花季托斯卡纳 (英文版)(2)

It is queer that a country so perfectly cultivated as Tuscany, where half the produce of five acres of land will have to support ten human mouths, still has so much room for the wild flowers and the nightingale. When little hills heave themselves suddenly up, and shake themselves free of neighbours, man has to build his garden and his vineyard, and sculpt his landscape. Talk of hanging gardens of Babylon, all Italy, apart from the plains, is a hanging garden. For centuries upon centuries man has been patiently modelling the surface of the Mediterranean countries, gently rounding the hills, and graduating the big slopes and the little slopes into the almost invisible levels of terraces. Thousands of square miles of Italy have been lifted in human hands, piled and laid back in tiny little flats, held up by the drystone walls, whose stones came from the lifted earth. It is a work of many, many centuries. It is the gentle, sensitive sculpture of all the landscape. And it is the achieving of the peculiar Italian beauty which is so exquisitely natural because man, feeling his way sensitively to the fruitfulness of the earth, has moulded the earth to his necessity without violating it.

Which shows that it can be done. Man can live on the earth and by the earth without disfiguring the earth. It has been done here, on all these sculptured hills and softly, sensitively terraced slopes.

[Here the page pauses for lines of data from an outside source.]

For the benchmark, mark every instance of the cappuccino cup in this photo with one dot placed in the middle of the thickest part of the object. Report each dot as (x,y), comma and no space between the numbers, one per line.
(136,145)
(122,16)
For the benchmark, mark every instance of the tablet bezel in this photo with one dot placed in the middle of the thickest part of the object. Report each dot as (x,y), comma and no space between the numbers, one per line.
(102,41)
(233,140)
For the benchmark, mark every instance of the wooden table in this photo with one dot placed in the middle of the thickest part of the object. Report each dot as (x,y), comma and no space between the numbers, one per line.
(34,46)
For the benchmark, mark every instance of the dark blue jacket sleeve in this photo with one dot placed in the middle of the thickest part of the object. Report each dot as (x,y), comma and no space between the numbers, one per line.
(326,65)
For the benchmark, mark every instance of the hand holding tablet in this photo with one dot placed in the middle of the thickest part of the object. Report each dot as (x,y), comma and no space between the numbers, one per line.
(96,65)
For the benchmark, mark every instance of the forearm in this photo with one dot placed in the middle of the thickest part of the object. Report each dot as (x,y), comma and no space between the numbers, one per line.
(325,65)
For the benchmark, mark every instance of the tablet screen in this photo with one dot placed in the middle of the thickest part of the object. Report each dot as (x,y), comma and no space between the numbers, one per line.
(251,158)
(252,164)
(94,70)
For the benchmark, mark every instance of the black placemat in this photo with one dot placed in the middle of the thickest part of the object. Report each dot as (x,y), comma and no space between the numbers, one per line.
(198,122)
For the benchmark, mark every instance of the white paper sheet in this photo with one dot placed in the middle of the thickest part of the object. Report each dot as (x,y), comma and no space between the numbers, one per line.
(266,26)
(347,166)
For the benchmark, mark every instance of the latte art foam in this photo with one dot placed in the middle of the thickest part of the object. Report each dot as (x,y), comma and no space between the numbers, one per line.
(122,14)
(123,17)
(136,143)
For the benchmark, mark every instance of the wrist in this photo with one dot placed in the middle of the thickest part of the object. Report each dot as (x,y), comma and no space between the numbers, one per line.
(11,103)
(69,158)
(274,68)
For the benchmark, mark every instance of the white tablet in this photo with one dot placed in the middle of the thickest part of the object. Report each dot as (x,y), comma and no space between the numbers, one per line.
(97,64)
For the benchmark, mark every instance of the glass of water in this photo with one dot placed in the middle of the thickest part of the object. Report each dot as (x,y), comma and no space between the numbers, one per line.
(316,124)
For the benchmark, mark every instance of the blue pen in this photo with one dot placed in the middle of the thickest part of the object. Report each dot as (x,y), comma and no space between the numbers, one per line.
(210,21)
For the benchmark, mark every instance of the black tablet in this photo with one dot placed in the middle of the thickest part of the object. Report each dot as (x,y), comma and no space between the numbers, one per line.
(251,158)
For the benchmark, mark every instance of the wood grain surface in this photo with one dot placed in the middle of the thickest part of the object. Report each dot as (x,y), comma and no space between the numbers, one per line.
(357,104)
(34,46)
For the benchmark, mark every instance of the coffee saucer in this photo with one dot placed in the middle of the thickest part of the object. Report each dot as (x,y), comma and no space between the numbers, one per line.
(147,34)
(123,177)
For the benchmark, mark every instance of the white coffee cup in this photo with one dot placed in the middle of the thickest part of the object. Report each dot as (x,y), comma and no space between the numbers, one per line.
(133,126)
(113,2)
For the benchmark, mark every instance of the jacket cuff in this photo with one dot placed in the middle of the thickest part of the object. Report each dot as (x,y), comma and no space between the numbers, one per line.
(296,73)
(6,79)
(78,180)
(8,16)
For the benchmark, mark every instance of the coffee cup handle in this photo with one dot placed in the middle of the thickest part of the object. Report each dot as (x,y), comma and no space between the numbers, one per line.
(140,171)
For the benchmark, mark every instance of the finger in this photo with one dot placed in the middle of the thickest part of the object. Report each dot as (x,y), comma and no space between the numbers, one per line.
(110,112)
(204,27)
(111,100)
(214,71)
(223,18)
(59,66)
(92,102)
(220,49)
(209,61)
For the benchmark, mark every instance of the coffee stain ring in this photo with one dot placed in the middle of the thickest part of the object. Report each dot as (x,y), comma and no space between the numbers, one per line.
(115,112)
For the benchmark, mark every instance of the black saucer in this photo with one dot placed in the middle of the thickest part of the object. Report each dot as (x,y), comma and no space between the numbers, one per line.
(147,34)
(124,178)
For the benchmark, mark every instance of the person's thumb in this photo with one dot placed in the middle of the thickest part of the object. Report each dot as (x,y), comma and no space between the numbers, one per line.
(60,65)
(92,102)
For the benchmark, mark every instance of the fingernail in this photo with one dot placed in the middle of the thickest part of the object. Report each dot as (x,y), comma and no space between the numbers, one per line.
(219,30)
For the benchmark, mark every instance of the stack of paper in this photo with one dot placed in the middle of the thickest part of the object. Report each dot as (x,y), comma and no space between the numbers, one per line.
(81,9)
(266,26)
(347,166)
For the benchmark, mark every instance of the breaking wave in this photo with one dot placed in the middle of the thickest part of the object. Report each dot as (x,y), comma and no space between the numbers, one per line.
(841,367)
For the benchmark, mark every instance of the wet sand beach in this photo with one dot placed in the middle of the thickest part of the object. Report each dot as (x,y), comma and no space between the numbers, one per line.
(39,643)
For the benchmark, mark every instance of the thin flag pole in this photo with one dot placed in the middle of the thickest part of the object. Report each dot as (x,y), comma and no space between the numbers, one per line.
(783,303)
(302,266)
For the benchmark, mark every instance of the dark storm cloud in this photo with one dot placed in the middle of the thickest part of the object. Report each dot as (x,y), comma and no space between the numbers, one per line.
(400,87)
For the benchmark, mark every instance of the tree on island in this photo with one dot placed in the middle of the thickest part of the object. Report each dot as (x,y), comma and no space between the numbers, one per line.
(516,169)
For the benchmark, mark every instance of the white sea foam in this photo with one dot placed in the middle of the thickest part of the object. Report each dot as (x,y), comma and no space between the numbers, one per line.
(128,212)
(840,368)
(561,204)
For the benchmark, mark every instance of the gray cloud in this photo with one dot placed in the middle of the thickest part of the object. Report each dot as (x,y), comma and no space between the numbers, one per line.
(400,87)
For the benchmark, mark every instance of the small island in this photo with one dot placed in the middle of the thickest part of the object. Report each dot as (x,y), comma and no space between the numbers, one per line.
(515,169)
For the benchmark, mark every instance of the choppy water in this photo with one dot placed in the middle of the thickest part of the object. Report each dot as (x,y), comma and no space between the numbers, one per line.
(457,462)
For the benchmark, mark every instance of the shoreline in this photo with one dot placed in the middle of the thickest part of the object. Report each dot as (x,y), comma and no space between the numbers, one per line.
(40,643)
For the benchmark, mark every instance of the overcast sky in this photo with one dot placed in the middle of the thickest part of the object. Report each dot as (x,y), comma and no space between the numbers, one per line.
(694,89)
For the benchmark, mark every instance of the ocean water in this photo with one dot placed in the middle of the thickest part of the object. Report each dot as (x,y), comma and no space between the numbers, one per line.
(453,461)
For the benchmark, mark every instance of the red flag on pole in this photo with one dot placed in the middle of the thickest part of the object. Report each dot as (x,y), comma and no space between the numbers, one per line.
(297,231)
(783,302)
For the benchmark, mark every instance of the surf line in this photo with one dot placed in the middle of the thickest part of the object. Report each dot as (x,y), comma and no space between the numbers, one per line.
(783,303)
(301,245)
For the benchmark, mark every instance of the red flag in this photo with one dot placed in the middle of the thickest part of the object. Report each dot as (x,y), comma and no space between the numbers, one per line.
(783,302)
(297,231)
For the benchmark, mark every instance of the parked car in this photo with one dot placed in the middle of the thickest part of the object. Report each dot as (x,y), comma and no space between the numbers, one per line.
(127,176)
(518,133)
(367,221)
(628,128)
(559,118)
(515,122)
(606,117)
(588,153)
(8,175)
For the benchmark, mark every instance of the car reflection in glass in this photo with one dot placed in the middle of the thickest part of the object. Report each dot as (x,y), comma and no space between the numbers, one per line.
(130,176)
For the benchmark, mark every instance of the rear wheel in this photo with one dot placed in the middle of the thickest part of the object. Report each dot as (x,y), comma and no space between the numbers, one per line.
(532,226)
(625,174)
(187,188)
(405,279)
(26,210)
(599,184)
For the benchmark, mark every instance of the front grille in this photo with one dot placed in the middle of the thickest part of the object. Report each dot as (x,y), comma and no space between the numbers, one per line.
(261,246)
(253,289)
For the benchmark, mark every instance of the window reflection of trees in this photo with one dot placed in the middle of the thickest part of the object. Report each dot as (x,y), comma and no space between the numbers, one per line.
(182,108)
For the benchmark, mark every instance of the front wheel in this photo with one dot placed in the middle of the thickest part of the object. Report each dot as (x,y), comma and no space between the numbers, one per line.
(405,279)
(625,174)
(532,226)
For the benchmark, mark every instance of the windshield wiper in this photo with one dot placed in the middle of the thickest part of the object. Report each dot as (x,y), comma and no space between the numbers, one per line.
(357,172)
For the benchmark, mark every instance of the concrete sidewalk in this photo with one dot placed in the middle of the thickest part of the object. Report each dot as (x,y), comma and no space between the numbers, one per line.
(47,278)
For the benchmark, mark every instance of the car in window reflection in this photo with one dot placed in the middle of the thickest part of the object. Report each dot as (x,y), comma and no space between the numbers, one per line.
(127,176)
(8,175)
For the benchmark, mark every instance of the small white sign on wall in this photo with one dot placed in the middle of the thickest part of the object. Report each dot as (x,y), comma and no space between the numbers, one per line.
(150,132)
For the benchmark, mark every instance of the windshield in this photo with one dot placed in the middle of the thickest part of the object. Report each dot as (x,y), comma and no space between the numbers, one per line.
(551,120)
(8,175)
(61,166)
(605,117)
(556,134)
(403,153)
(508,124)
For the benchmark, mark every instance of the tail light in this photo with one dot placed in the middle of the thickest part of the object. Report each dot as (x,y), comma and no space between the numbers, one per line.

But of course, you can’t drive a steam plough on terraces four yards wide, terraces that dwindle and broaden and sink and rise a little, all according to the pitch and the breaking outline of the mother hill. Corn has got to grow on these little shelves of earth, where already the grey olive stands semi-invisible, and the grapevine twists upon its own scars. If oxen can step with that lovely pause at every little stride, they can plough the narrow field. But they will have to leave a tiny fringe, a grassy lip over the dry-stone wall below. And if the terraces are too narrow to plough, the peasant digging them will still leave the grassy lip, because it helps to hold the surface, in the rains.

And here the flowers take refuge. Over and over and over and over has this soil been turned, twice a year, sometimes three times a year, for several thousands of years. Yet the flowers have never been driven out. There is a very rigorous digging and sifting, the little bulbs and tubers are flung away into perdition, not a weed shall remain.